Duran Erdoğan
duranerdogan1947@gmail.com
ERDEMLİ OLMAK
10/03/2013 Bir
felsefe terimi olan ‘Erdem’in tanımı sözlüklerde (TDK) şöyle: “1. Ahlâkın övdüğü iyilikçilik, alçak gönüllülük, yiğitlik, doğruluk gibi
niteliklerin genel adı, fazilet. 2. İnsanın ruhî olgunluğu.” Demek ki ‘erdemli olmak’ da insanın
ancak bu tanımlarda ifadesini bulan bilgilerden haberdar olması ve bu kuralları
kendi yaşam tarzında ilke edinerek, doğru davranış alışkanlığı göstermesidir. Girizgâhı kısa tutup, Cumhuriyetimizin vefakâr,
fedakâr, idealist ilkelerle donanımlı ilk öğretmenlerinden Eyüp Efendi’den alıntı
bir ‘anı-anekdot’la konumuzu bütünleştirmek istiyorum. İşte
size bir “Çarıklı Erkân’ hikâyesi… Efendim, inanın bana ‘ayniyle vakilerdendir’

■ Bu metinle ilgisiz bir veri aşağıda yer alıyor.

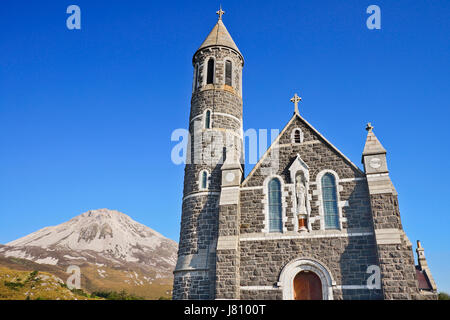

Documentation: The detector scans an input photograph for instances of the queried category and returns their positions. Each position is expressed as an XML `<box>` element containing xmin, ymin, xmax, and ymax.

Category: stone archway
<box><xmin>279</xmin><ymin>258</ymin><xmax>335</xmax><ymax>300</ymax></box>
<box><xmin>293</xmin><ymin>271</ymin><xmax>323</xmax><ymax>300</ymax></box>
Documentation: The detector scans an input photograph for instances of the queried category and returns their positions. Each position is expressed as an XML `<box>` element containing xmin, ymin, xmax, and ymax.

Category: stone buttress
<box><xmin>173</xmin><ymin>15</ymin><xmax>244</xmax><ymax>299</ymax></box>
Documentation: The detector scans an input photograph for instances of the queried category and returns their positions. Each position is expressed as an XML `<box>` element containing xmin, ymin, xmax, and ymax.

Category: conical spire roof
<box><xmin>197</xmin><ymin>19</ymin><xmax>242</xmax><ymax>56</ymax></box>
<box><xmin>363</xmin><ymin>123</ymin><xmax>386</xmax><ymax>156</ymax></box>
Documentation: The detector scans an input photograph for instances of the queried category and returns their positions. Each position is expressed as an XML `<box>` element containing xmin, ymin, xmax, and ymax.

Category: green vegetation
<box><xmin>438</xmin><ymin>292</ymin><xmax>450</xmax><ymax>300</ymax></box>
<box><xmin>91</xmin><ymin>290</ymin><xmax>144</xmax><ymax>300</ymax></box>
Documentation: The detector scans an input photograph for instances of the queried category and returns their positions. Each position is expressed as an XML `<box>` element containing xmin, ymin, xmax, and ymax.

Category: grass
<box><xmin>0</xmin><ymin>267</ymin><xmax>98</xmax><ymax>300</ymax></box>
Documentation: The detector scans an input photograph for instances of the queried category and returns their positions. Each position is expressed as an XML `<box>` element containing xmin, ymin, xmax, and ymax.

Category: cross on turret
<box><xmin>291</xmin><ymin>94</ymin><xmax>302</xmax><ymax>114</ymax></box>
<box><xmin>216</xmin><ymin>5</ymin><xmax>225</xmax><ymax>20</ymax></box>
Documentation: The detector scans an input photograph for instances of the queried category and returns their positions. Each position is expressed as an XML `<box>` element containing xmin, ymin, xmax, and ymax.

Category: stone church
<box><xmin>173</xmin><ymin>9</ymin><xmax>437</xmax><ymax>300</ymax></box>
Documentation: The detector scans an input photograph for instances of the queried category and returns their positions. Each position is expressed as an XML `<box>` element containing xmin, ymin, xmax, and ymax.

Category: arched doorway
<box><xmin>294</xmin><ymin>271</ymin><xmax>323</xmax><ymax>300</ymax></box>
<box><xmin>278</xmin><ymin>257</ymin><xmax>336</xmax><ymax>300</ymax></box>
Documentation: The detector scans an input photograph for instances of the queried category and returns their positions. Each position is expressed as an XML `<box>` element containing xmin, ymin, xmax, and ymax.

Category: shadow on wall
<box><xmin>335</xmin><ymin>181</ymin><xmax>383</xmax><ymax>300</ymax></box>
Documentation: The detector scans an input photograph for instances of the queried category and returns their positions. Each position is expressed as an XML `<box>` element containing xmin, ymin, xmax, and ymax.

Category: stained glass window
<box><xmin>322</xmin><ymin>173</ymin><xmax>339</xmax><ymax>229</ymax></box>
<box><xmin>269</xmin><ymin>178</ymin><xmax>283</xmax><ymax>232</ymax></box>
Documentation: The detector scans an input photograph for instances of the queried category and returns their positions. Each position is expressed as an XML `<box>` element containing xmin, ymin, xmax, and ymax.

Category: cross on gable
<box><xmin>291</xmin><ymin>94</ymin><xmax>302</xmax><ymax>113</ymax></box>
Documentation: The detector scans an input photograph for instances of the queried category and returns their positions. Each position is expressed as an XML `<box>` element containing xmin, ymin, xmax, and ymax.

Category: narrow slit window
<box><xmin>322</xmin><ymin>173</ymin><xmax>339</xmax><ymax>229</ymax></box>
<box><xmin>201</xmin><ymin>171</ymin><xmax>208</xmax><ymax>189</ymax></box>
<box><xmin>205</xmin><ymin>110</ymin><xmax>211</xmax><ymax>129</ymax></box>
<box><xmin>194</xmin><ymin>64</ymin><xmax>200</xmax><ymax>90</ymax></box>
<box><xmin>269</xmin><ymin>178</ymin><xmax>283</xmax><ymax>232</ymax></box>
<box><xmin>206</xmin><ymin>58</ymin><xmax>214</xmax><ymax>84</ymax></box>
<box><xmin>294</xmin><ymin>129</ymin><xmax>301</xmax><ymax>143</ymax></box>
<box><xmin>225</xmin><ymin>60</ymin><xmax>233</xmax><ymax>86</ymax></box>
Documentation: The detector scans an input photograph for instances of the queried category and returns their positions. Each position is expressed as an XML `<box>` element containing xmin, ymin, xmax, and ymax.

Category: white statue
<box><xmin>295</xmin><ymin>174</ymin><xmax>307</xmax><ymax>214</ymax></box>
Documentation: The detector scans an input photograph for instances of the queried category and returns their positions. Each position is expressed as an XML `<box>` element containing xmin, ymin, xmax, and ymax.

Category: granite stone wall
<box><xmin>173</xmin><ymin>47</ymin><xmax>243</xmax><ymax>299</ymax></box>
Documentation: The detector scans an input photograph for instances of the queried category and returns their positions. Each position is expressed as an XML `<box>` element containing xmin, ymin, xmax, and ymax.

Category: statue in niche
<box><xmin>295</xmin><ymin>173</ymin><xmax>307</xmax><ymax>215</ymax></box>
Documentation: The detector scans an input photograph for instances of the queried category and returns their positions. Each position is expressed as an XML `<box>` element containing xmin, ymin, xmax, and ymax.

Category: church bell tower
<box><xmin>173</xmin><ymin>9</ymin><xmax>244</xmax><ymax>299</ymax></box>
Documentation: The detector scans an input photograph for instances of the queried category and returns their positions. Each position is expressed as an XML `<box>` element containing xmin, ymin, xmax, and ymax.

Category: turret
<box><xmin>173</xmin><ymin>9</ymin><xmax>244</xmax><ymax>299</ymax></box>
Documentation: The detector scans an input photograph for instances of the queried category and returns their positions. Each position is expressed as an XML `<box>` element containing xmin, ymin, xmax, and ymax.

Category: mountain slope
<box><xmin>0</xmin><ymin>209</ymin><xmax>177</xmax><ymax>299</ymax></box>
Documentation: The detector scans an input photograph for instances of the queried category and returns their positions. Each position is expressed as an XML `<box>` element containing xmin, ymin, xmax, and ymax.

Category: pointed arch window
<box><xmin>225</xmin><ymin>60</ymin><xmax>233</xmax><ymax>86</ymax></box>
<box><xmin>206</xmin><ymin>58</ymin><xmax>215</xmax><ymax>84</ymax></box>
<box><xmin>199</xmin><ymin>170</ymin><xmax>208</xmax><ymax>190</ymax></box>
<box><xmin>268</xmin><ymin>178</ymin><xmax>283</xmax><ymax>232</ymax></box>
<box><xmin>205</xmin><ymin>110</ymin><xmax>211</xmax><ymax>129</ymax></box>
<box><xmin>294</xmin><ymin>129</ymin><xmax>302</xmax><ymax>143</ymax></box>
<box><xmin>194</xmin><ymin>64</ymin><xmax>200</xmax><ymax>90</ymax></box>
<box><xmin>321</xmin><ymin>173</ymin><xmax>339</xmax><ymax>229</ymax></box>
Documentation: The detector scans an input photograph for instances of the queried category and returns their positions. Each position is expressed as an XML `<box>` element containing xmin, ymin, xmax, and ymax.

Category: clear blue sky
<box><xmin>0</xmin><ymin>0</ymin><xmax>450</xmax><ymax>291</ymax></box>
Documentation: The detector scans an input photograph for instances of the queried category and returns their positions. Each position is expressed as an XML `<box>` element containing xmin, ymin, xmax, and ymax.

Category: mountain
<box><xmin>0</xmin><ymin>209</ymin><xmax>178</xmax><ymax>299</ymax></box>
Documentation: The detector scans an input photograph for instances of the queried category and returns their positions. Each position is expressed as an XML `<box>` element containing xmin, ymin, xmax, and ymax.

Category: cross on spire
<box><xmin>291</xmin><ymin>94</ymin><xmax>302</xmax><ymax>114</ymax></box>
<box><xmin>216</xmin><ymin>5</ymin><xmax>225</xmax><ymax>20</ymax></box>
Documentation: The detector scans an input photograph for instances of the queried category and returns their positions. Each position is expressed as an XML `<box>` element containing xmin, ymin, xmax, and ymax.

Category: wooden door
<box><xmin>294</xmin><ymin>271</ymin><xmax>322</xmax><ymax>300</ymax></box>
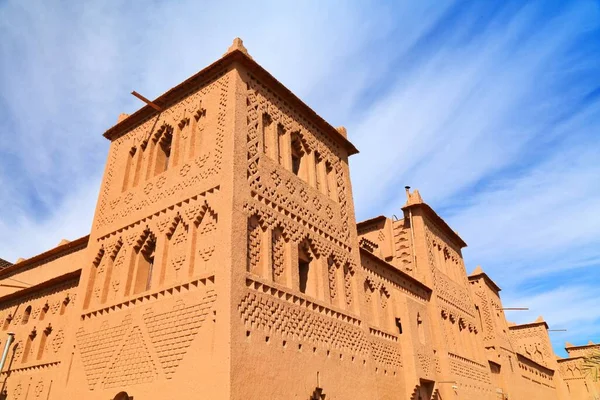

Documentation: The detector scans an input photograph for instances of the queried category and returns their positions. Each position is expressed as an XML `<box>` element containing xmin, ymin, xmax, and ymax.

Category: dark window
<box><xmin>21</xmin><ymin>306</ymin><xmax>31</xmax><ymax>325</ymax></box>
<box><xmin>396</xmin><ymin>318</ymin><xmax>402</xmax><ymax>334</ymax></box>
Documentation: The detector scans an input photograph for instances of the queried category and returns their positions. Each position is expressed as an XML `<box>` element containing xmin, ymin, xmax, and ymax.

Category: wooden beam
<box><xmin>131</xmin><ymin>90</ymin><xmax>162</xmax><ymax>111</ymax></box>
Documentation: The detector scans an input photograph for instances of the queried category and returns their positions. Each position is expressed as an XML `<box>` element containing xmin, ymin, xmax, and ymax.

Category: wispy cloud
<box><xmin>0</xmin><ymin>1</ymin><xmax>600</xmax><ymax>356</ymax></box>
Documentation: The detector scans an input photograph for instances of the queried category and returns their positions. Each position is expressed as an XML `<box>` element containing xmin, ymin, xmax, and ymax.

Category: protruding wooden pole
<box><xmin>131</xmin><ymin>90</ymin><xmax>162</xmax><ymax>111</ymax></box>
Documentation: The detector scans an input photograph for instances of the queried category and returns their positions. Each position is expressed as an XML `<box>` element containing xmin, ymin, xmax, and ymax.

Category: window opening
<box><xmin>21</xmin><ymin>306</ymin><xmax>31</xmax><ymax>325</ymax></box>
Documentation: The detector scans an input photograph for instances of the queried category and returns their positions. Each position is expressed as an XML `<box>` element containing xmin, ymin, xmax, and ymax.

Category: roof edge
<box><xmin>0</xmin><ymin>235</ymin><xmax>90</xmax><ymax>279</ymax></box>
<box><xmin>103</xmin><ymin>49</ymin><xmax>358</xmax><ymax>156</ymax></box>
<box><xmin>356</xmin><ymin>215</ymin><xmax>387</xmax><ymax>229</ymax></box>
<box><xmin>402</xmin><ymin>202</ymin><xmax>467</xmax><ymax>249</ymax></box>
<box><xmin>359</xmin><ymin>248</ymin><xmax>433</xmax><ymax>295</ymax></box>
<box><xmin>467</xmin><ymin>272</ymin><xmax>502</xmax><ymax>292</ymax></box>
<box><xmin>0</xmin><ymin>269</ymin><xmax>81</xmax><ymax>302</ymax></box>
<box><xmin>508</xmin><ymin>321</ymin><xmax>549</xmax><ymax>331</ymax></box>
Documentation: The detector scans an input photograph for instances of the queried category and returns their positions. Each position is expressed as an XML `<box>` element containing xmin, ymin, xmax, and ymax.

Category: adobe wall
<box><xmin>557</xmin><ymin>343</ymin><xmax>600</xmax><ymax>400</ymax></box>
<box><xmin>0</xmin><ymin>242</ymin><xmax>87</xmax><ymax>297</ymax></box>
<box><xmin>405</xmin><ymin>206</ymin><xmax>496</xmax><ymax>400</ymax></box>
<box><xmin>0</xmin><ymin>271</ymin><xmax>79</xmax><ymax>400</ymax></box>
<box><xmin>52</xmin><ymin>60</ymin><xmax>239</xmax><ymax>400</ymax></box>
<box><xmin>232</xmin><ymin>60</ymin><xmax>402</xmax><ymax>399</ymax></box>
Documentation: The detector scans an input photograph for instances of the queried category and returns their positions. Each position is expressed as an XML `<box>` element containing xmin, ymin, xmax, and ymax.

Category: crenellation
<box><xmin>0</xmin><ymin>39</ymin><xmax>600</xmax><ymax>400</ymax></box>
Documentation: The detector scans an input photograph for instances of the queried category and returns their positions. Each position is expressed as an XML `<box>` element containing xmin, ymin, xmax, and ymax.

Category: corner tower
<box><xmin>67</xmin><ymin>39</ymin><xmax>239</xmax><ymax>400</ymax></box>
<box><xmin>64</xmin><ymin>39</ymin><xmax>366</xmax><ymax>399</ymax></box>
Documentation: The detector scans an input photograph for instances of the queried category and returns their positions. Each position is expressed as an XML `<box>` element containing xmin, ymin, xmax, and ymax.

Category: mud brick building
<box><xmin>0</xmin><ymin>39</ymin><xmax>600</xmax><ymax>400</ymax></box>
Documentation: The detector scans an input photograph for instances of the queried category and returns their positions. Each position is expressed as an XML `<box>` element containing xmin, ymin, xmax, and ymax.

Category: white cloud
<box><xmin>0</xmin><ymin>1</ymin><xmax>600</xmax><ymax>354</ymax></box>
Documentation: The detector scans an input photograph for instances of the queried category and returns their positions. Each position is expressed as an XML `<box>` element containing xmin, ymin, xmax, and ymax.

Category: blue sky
<box><xmin>0</xmin><ymin>0</ymin><xmax>600</xmax><ymax>354</ymax></box>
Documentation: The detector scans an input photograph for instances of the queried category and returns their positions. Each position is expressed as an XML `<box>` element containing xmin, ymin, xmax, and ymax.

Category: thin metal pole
<box><xmin>0</xmin><ymin>332</ymin><xmax>15</xmax><ymax>373</ymax></box>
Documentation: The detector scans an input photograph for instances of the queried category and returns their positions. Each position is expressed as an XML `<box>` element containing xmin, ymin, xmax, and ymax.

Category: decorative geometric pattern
<box><xmin>77</xmin><ymin>315</ymin><xmax>131</xmax><ymax>390</ymax></box>
<box><xmin>104</xmin><ymin>326</ymin><xmax>156</xmax><ymax>388</ymax></box>
<box><xmin>238</xmin><ymin>293</ymin><xmax>369</xmax><ymax>354</ymax></box>
<box><xmin>371</xmin><ymin>340</ymin><xmax>402</xmax><ymax>367</ymax></box>
<box><xmin>144</xmin><ymin>290</ymin><xmax>217</xmax><ymax>379</ymax></box>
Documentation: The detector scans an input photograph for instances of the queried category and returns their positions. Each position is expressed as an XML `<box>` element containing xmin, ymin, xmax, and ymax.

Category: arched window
<box><xmin>291</xmin><ymin>132</ymin><xmax>308</xmax><ymax>182</ymax></box>
<box><xmin>40</xmin><ymin>302</ymin><xmax>50</xmax><ymax>321</ymax></box>
<box><xmin>122</xmin><ymin>147</ymin><xmax>137</xmax><ymax>192</ymax></box>
<box><xmin>154</xmin><ymin>126</ymin><xmax>173</xmax><ymax>175</ymax></box>
<box><xmin>133</xmin><ymin>231</ymin><xmax>156</xmax><ymax>294</ymax></box>
<box><xmin>36</xmin><ymin>324</ymin><xmax>52</xmax><ymax>360</ymax></box>
<box><xmin>2</xmin><ymin>314</ymin><xmax>12</xmax><ymax>331</ymax></box>
<box><xmin>298</xmin><ymin>240</ymin><xmax>319</xmax><ymax>297</ymax></box>
<box><xmin>417</xmin><ymin>313</ymin><xmax>425</xmax><ymax>345</ymax></box>
<box><xmin>21</xmin><ymin>306</ymin><xmax>31</xmax><ymax>325</ymax></box>
<box><xmin>325</xmin><ymin>161</ymin><xmax>337</xmax><ymax>201</ymax></box>
<box><xmin>22</xmin><ymin>328</ymin><xmax>37</xmax><ymax>363</ymax></box>
<box><xmin>113</xmin><ymin>392</ymin><xmax>133</xmax><ymax>400</ymax></box>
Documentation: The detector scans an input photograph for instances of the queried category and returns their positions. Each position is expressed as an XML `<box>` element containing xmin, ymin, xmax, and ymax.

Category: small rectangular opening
<box><xmin>396</xmin><ymin>318</ymin><xmax>402</xmax><ymax>335</ymax></box>
<box><xmin>298</xmin><ymin>259</ymin><xmax>310</xmax><ymax>293</ymax></box>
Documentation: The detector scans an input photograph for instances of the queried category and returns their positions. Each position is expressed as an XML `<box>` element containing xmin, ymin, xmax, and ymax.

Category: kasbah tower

diyor kaynak kişi.” Buyurunuz birlikte yarenlik tadında okuyalım:
KÖYLÜNÜN FENDİ ÖĞRETMENİ YENDİ! Öğrencinin tamamında bit çıktı. Öğretmen
en büyük bitin sahibini evine yolladı: “Git anan seni bir güzel yusun,
çamaşırlarını da kaynatsın, yarın gel” dedi. Az sonra ana-kız el ele sınıfa daldılar.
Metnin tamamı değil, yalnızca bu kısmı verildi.